# Limitations and effects on my interest and security



## Cadmus (Apr 11, 2011)

I am the sole initiator. I have accepted that right now. She seems interested once a week, twice if I'm lucky. 

Additionally, what goes on in these encounters is initiated by me... but what's allowed is very well dictated by her. I have suggested in sensual ways different positions or methods but they are all denied.

Me on top, her on top. That is all that is allowed. I cannot go downstairs on her, she will not go downstairs on me. This did occur while dating, but it was always tit for tat, where I again was the one initiating going there, and I guess she felt compelled to reciprocate. She is well aware I enjoy it.

She has told me she feels awkward or not really the initiating type, but in the same vein when I do the work to get things going what's allowed is restrained severely by her mandate.

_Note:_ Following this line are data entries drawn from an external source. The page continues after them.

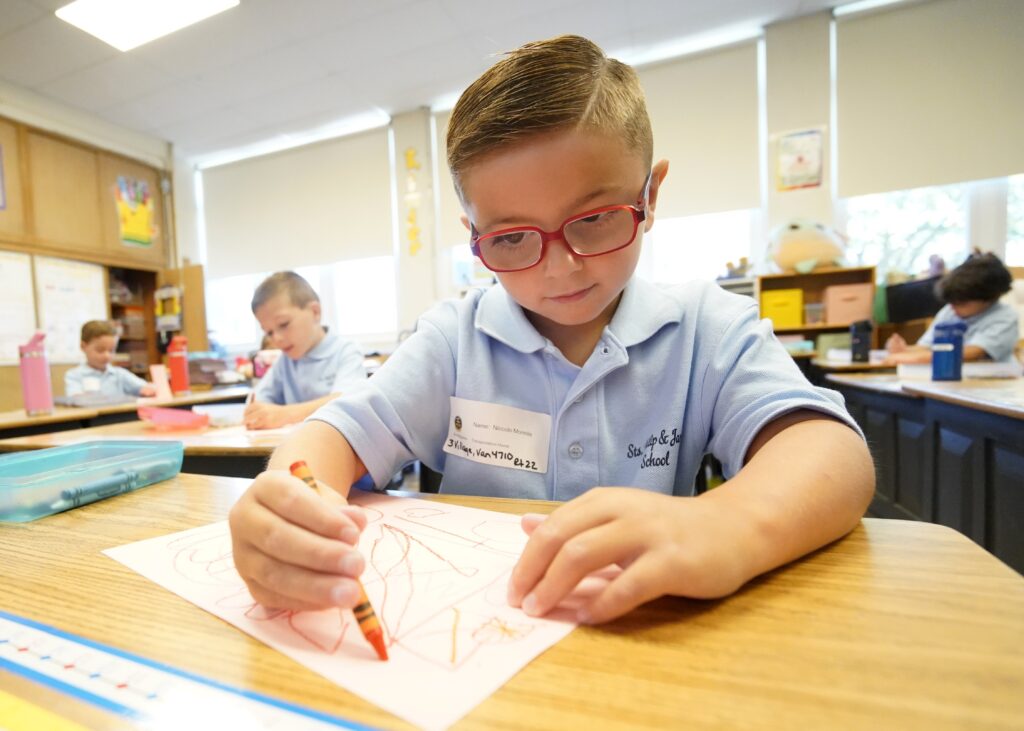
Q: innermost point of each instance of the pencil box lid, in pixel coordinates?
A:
(41, 482)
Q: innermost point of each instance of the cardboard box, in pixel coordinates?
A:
(783, 307)
(848, 303)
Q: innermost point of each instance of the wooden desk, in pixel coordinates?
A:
(127, 412)
(901, 625)
(17, 423)
(230, 452)
(947, 453)
(1004, 396)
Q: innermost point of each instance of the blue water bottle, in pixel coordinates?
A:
(947, 351)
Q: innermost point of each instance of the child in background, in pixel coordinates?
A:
(611, 388)
(315, 366)
(972, 293)
(99, 342)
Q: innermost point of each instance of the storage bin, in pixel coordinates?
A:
(41, 482)
(848, 303)
(814, 313)
(783, 307)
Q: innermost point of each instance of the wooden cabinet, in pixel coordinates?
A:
(945, 463)
(65, 192)
(71, 200)
(813, 286)
(12, 223)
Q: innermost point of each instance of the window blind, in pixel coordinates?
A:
(929, 94)
(311, 205)
(704, 111)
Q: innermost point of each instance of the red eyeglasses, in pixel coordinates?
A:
(591, 233)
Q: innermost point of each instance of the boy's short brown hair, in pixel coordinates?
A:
(982, 277)
(97, 329)
(561, 83)
(299, 292)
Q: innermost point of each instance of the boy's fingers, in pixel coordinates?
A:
(579, 557)
(297, 504)
(633, 587)
(294, 546)
(285, 587)
(546, 541)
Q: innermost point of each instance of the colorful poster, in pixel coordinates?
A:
(135, 212)
(799, 162)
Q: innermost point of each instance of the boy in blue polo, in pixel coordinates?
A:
(97, 376)
(572, 380)
(315, 367)
(972, 293)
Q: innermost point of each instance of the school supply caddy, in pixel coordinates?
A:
(41, 482)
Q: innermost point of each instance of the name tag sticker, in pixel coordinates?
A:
(504, 436)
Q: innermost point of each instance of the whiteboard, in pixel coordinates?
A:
(69, 294)
(16, 303)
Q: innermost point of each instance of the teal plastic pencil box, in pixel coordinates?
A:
(41, 482)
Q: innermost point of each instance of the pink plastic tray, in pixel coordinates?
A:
(161, 418)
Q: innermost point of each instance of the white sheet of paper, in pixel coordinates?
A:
(436, 575)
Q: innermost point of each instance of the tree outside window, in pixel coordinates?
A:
(898, 231)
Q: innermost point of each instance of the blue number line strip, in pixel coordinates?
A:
(114, 706)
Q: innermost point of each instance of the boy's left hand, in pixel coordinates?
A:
(666, 545)
(260, 415)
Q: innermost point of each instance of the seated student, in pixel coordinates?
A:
(615, 387)
(99, 342)
(972, 293)
(315, 366)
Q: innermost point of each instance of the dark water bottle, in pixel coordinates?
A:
(947, 351)
(860, 341)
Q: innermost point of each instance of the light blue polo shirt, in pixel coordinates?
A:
(680, 371)
(333, 366)
(994, 331)
(115, 382)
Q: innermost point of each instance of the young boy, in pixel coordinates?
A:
(607, 389)
(972, 293)
(99, 342)
(315, 366)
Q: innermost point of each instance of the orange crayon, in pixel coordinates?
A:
(364, 611)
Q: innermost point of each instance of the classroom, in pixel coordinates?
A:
(264, 234)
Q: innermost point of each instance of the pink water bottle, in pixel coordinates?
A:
(36, 388)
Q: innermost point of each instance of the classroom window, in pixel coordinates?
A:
(228, 316)
(696, 247)
(363, 297)
(898, 231)
(1015, 221)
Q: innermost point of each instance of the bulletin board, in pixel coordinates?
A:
(16, 303)
(68, 294)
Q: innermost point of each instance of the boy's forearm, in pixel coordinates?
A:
(326, 450)
(807, 486)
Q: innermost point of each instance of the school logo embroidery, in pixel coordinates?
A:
(651, 454)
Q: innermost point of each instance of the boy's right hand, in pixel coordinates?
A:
(296, 549)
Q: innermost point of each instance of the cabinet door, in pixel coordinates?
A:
(131, 207)
(65, 195)
(11, 203)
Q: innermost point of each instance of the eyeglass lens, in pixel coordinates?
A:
(592, 234)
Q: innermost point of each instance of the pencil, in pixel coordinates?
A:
(365, 614)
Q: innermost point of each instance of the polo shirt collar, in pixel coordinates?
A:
(643, 310)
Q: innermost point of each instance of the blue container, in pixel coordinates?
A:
(45, 481)
(947, 351)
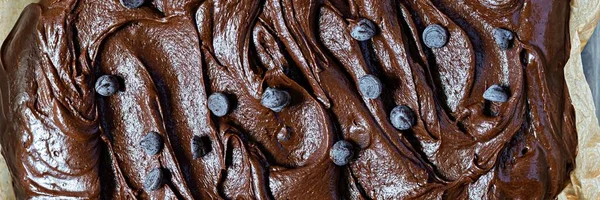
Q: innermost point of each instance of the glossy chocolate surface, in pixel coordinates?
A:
(61, 139)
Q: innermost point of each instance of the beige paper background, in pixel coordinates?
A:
(585, 180)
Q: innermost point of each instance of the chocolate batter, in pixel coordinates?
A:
(62, 139)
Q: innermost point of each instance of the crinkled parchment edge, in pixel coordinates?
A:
(585, 180)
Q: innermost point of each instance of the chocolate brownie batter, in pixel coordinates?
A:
(287, 76)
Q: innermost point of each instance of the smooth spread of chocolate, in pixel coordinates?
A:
(309, 99)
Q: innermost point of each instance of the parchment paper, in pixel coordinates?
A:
(585, 180)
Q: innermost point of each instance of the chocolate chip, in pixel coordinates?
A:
(154, 180)
(435, 36)
(370, 86)
(495, 93)
(402, 117)
(152, 143)
(503, 37)
(364, 30)
(200, 146)
(107, 85)
(131, 4)
(341, 153)
(218, 104)
(275, 99)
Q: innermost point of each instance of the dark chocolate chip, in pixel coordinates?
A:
(435, 36)
(402, 117)
(154, 180)
(152, 143)
(107, 85)
(200, 146)
(218, 104)
(370, 86)
(275, 99)
(131, 4)
(364, 30)
(503, 37)
(341, 153)
(495, 93)
(283, 136)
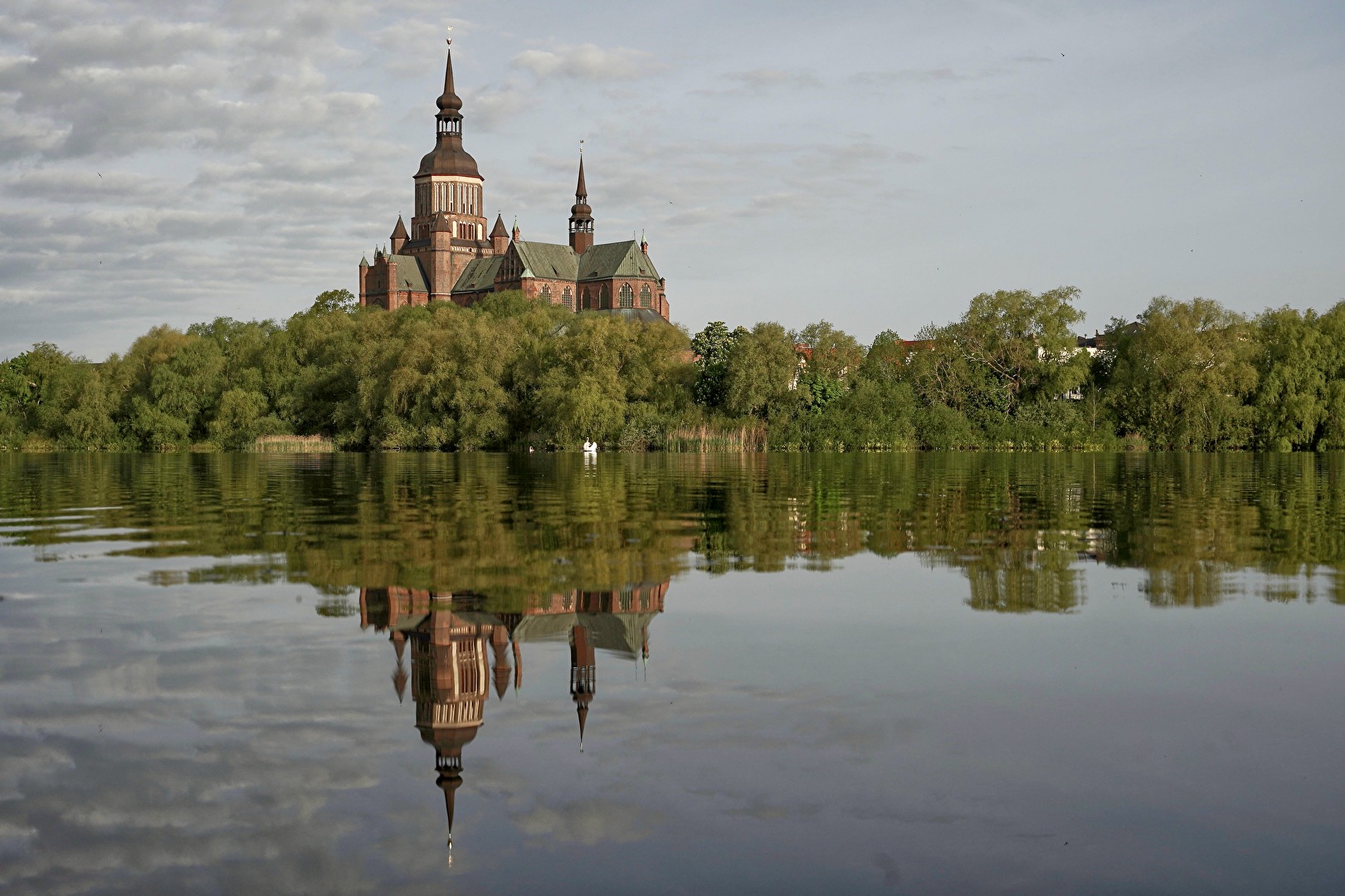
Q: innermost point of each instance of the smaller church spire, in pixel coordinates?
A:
(582, 216)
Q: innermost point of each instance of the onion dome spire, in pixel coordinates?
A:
(450, 158)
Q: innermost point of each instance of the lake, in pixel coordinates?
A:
(928, 673)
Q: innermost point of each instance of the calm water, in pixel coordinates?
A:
(673, 674)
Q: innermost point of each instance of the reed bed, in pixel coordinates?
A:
(705, 437)
(294, 444)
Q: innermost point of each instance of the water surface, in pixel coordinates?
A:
(673, 674)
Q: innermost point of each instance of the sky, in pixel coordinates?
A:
(875, 164)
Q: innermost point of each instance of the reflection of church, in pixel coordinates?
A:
(451, 670)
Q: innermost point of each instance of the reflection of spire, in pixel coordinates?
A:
(448, 682)
(500, 642)
(450, 779)
(582, 674)
(400, 675)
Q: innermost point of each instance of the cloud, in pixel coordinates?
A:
(585, 62)
(768, 78)
(589, 822)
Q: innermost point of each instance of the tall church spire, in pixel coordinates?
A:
(448, 158)
(582, 216)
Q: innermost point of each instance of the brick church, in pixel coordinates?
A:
(448, 255)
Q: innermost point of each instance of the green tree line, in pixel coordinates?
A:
(1018, 526)
(1009, 374)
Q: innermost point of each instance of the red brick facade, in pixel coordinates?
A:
(435, 260)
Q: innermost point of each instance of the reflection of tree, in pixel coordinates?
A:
(1043, 582)
(524, 525)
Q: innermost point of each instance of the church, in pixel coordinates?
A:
(448, 255)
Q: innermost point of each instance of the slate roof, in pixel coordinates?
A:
(409, 270)
(643, 315)
(479, 275)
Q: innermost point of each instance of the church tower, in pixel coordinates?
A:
(450, 216)
(582, 217)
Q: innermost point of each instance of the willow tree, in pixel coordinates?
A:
(1182, 376)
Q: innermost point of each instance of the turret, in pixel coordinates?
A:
(582, 217)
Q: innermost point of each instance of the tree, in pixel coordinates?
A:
(1026, 341)
(335, 300)
(760, 369)
(1299, 359)
(712, 348)
(834, 353)
(1182, 377)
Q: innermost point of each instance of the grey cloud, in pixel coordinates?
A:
(585, 62)
(767, 78)
(905, 75)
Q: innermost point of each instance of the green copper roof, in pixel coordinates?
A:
(616, 260)
(546, 260)
(409, 275)
(479, 275)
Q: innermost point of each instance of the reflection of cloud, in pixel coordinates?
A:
(588, 822)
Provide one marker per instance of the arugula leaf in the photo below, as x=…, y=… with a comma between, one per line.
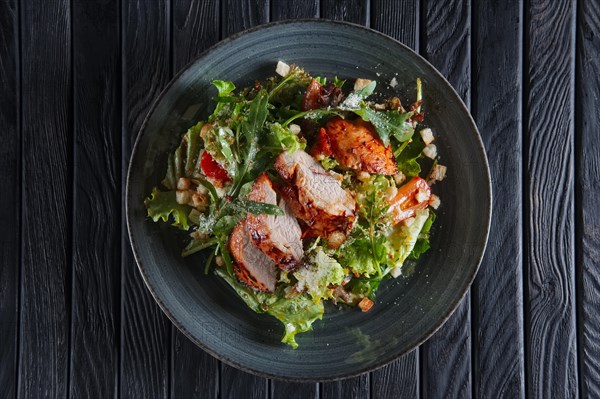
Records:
x=365, y=286
x=225, y=224
x=366, y=91
x=388, y=124
x=284, y=138
x=163, y=204
x=403, y=238
x=337, y=82
x=297, y=315
x=257, y=208
x=407, y=159
x=329, y=163
x=194, y=144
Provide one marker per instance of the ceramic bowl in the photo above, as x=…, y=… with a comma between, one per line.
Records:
x=346, y=342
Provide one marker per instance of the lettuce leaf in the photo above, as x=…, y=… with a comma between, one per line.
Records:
x=284, y=138
x=403, y=238
x=321, y=272
x=163, y=205
x=297, y=315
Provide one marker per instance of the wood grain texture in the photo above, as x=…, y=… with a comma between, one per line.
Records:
x=445, y=42
x=550, y=318
x=497, y=293
x=145, y=330
x=285, y=9
x=96, y=206
x=359, y=387
x=46, y=225
x=239, y=15
x=194, y=373
x=588, y=189
x=9, y=196
x=357, y=11
x=399, y=19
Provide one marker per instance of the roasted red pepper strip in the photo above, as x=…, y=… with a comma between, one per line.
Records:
x=411, y=197
x=212, y=169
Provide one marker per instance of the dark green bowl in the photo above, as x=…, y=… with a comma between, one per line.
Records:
x=346, y=342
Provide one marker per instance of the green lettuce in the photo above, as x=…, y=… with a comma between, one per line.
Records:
x=321, y=272
x=403, y=238
x=297, y=315
x=163, y=205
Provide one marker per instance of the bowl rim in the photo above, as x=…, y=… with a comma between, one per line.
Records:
x=231, y=362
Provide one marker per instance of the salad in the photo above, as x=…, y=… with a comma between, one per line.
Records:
x=300, y=190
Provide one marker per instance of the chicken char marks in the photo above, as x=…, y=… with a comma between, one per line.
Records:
x=279, y=237
x=252, y=267
x=314, y=195
x=356, y=145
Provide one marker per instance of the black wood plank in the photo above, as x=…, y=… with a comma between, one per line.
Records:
x=357, y=11
x=10, y=197
x=399, y=19
x=97, y=185
x=47, y=154
x=238, y=15
x=145, y=330
x=588, y=190
x=445, y=42
x=550, y=297
x=194, y=373
x=285, y=9
x=282, y=9
x=497, y=293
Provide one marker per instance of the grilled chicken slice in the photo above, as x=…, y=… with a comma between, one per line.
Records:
x=356, y=145
x=314, y=195
x=279, y=237
x=252, y=267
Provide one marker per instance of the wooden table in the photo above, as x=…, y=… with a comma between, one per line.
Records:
x=76, y=80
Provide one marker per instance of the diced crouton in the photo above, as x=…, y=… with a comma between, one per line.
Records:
x=427, y=135
x=360, y=84
x=336, y=239
x=183, y=183
x=183, y=196
x=282, y=68
x=399, y=178
x=430, y=151
x=395, y=272
x=363, y=176
x=434, y=201
x=365, y=304
x=438, y=173
x=294, y=128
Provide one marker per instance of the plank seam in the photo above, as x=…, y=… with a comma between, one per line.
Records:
x=474, y=305
x=578, y=209
x=72, y=174
x=20, y=167
x=123, y=178
x=524, y=192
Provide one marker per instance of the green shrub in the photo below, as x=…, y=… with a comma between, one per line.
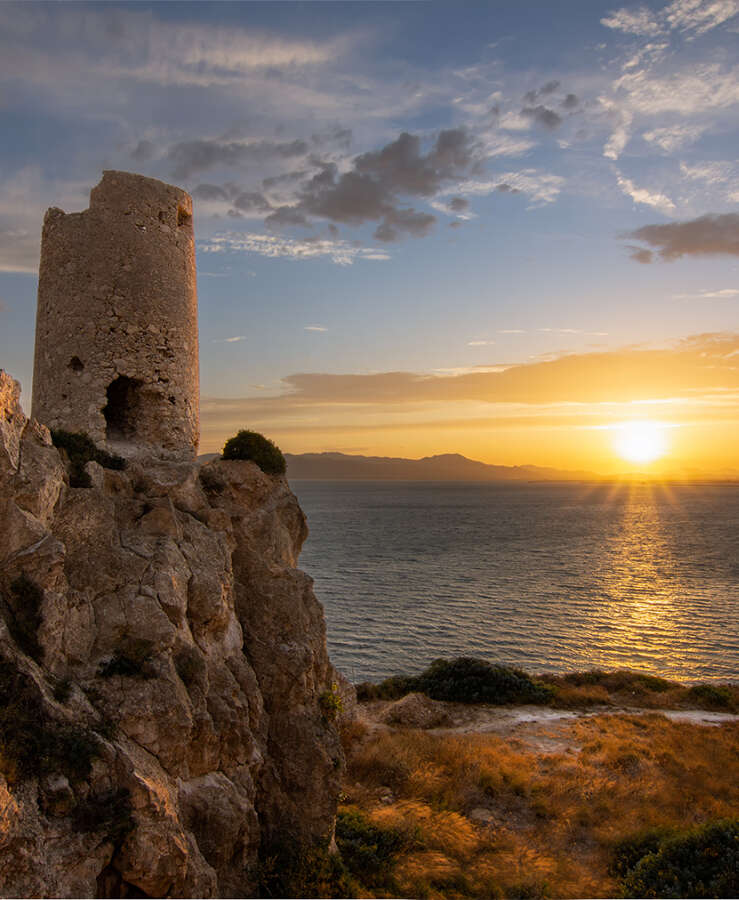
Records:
x=619, y=680
x=628, y=851
x=258, y=449
x=329, y=703
x=131, y=660
x=110, y=813
x=22, y=613
x=702, y=862
x=31, y=742
x=80, y=450
x=470, y=680
x=368, y=852
x=463, y=680
x=294, y=871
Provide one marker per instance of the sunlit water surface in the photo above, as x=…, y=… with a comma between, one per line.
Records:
x=545, y=577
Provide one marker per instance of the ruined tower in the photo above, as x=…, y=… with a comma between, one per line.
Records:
x=116, y=327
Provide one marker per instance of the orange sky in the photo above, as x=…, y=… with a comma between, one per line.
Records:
x=557, y=412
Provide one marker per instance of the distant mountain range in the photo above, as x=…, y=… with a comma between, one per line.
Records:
x=446, y=467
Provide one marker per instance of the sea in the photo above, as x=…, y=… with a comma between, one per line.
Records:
x=545, y=577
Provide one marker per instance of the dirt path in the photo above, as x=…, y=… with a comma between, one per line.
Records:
x=536, y=727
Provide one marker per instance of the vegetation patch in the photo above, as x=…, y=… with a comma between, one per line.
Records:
x=480, y=815
x=463, y=680
x=700, y=862
x=80, y=450
x=32, y=743
x=22, y=614
x=252, y=446
x=294, y=871
x=713, y=696
x=368, y=852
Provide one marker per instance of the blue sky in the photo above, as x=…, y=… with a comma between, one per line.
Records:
x=425, y=188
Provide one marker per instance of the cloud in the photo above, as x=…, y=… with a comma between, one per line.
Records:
x=340, y=252
x=709, y=235
x=543, y=116
x=641, y=195
x=637, y=21
x=722, y=294
x=143, y=151
x=701, y=365
x=540, y=187
x=371, y=189
x=673, y=137
x=697, y=16
x=692, y=16
x=190, y=157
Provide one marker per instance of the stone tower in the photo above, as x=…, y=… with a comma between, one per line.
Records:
x=116, y=326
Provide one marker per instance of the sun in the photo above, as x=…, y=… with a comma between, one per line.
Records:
x=641, y=441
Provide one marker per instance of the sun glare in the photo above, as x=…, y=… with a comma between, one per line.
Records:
x=641, y=441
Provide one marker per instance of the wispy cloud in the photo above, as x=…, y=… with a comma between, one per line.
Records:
x=693, y=16
x=573, y=331
x=706, y=236
x=343, y=253
x=540, y=187
x=642, y=195
x=722, y=294
x=673, y=137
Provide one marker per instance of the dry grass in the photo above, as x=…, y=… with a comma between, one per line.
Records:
x=552, y=819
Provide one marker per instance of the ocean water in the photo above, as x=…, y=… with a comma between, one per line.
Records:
x=547, y=577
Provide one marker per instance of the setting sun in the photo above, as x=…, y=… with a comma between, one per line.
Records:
x=640, y=441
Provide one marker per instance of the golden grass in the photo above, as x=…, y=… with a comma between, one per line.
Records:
x=552, y=819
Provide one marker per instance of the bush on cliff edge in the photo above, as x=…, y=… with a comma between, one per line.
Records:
x=252, y=446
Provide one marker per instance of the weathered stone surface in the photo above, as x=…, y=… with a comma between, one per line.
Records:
x=177, y=633
x=116, y=330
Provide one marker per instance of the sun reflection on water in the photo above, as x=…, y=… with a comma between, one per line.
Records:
x=642, y=576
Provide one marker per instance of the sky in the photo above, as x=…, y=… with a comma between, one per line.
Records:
x=497, y=229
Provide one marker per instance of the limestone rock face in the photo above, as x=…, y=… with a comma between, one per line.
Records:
x=166, y=660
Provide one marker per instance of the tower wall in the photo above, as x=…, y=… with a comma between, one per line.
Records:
x=116, y=328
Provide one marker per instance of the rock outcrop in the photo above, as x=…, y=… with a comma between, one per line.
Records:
x=163, y=675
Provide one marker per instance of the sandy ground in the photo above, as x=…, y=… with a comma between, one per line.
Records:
x=535, y=727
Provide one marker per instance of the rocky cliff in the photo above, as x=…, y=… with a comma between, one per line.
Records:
x=166, y=706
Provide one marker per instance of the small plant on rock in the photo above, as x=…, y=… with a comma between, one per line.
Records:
x=80, y=450
x=252, y=446
x=329, y=702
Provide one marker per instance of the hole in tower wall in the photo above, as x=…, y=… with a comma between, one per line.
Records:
x=122, y=409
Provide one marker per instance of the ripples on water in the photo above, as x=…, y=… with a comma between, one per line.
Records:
x=546, y=577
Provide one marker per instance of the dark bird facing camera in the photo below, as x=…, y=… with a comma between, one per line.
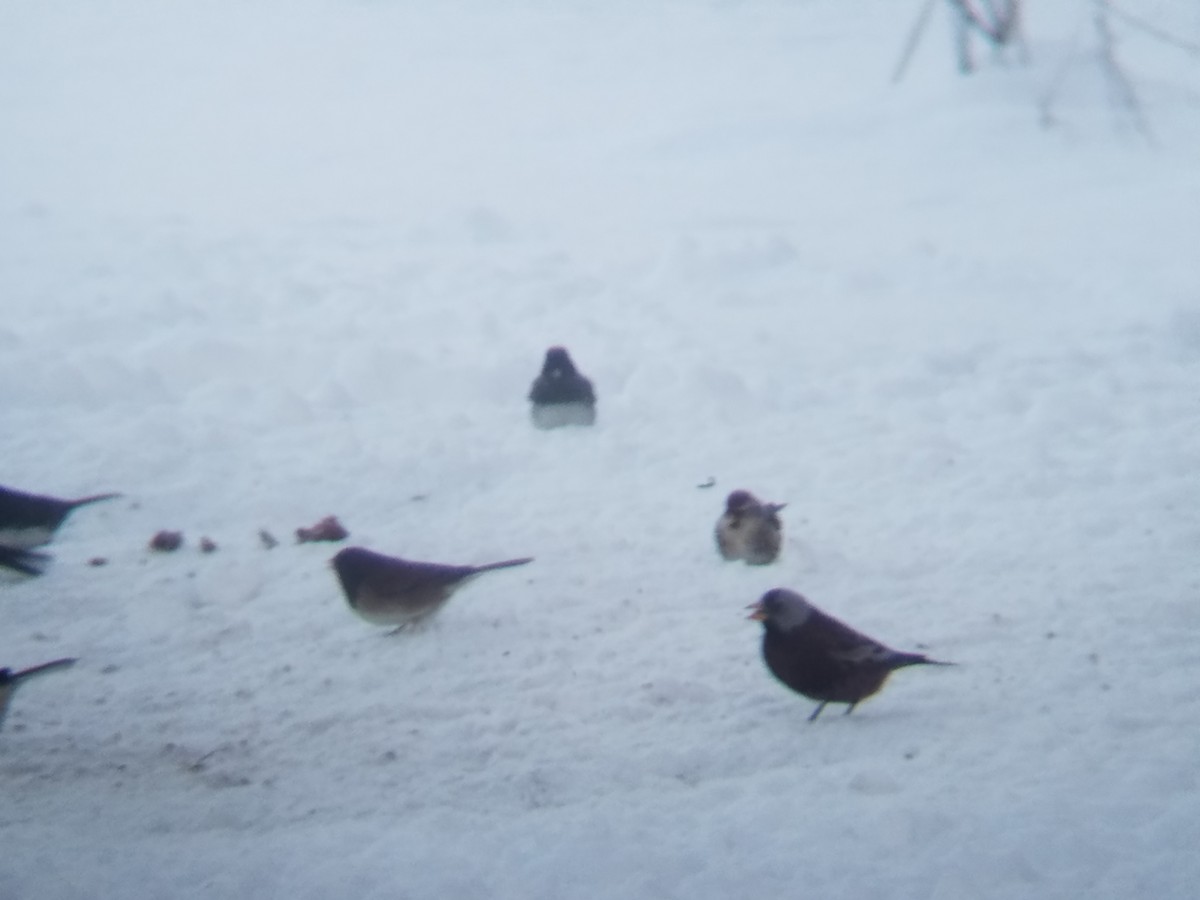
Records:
x=561, y=395
x=826, y=660
x=389, y=591
x=10, y=681
x=749, y=529
x=29, y=520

I never argue with her about it b/c I don't want to rock the boat or make her feel uncomfortable. However, at times I lose interest knowing I can't "change things up" to keep it varied, and my security and confidence divebombs. 

I'm not talking about anything considered taboo here. I hint and I test waters and it's always a shutdown where she just prefers I am on top of her.

Anyone else just accept a limited bedroom experience for life because all else is compatible and good? This might just be a weak rant but I am asking anyway. :scratchhead:


----------



## Enchantment (May 11, 2011)

Let's see. There are always lots of posts from men about their wives not initiating. My response to every one of them - don't even worry about it. Just initiate! Why? Lots of women, myself included, are 'wired' to be more responsive to sexual overtures. Many, many women have low drives and don't feel a lot of sexual desire UNTIL they get going and are aroused. So, don't be waiting for her - take the lead!

But you know - I'll tell you a little secret - if you get to the point with your wife where she really trusts you, really respects you, where you are the guy above all others that she really wants - she will likely initiate AND do those things that she isn't doing right now.

How to get there you ask? Well, that IS the key. The quick answer is to be the kind of man that your wife needs in order to get to that place with her, and you do hold that key right now - but you may have to keep working on trying to fit it into the lock. Don't give up - be the kind of man that she needs.


----------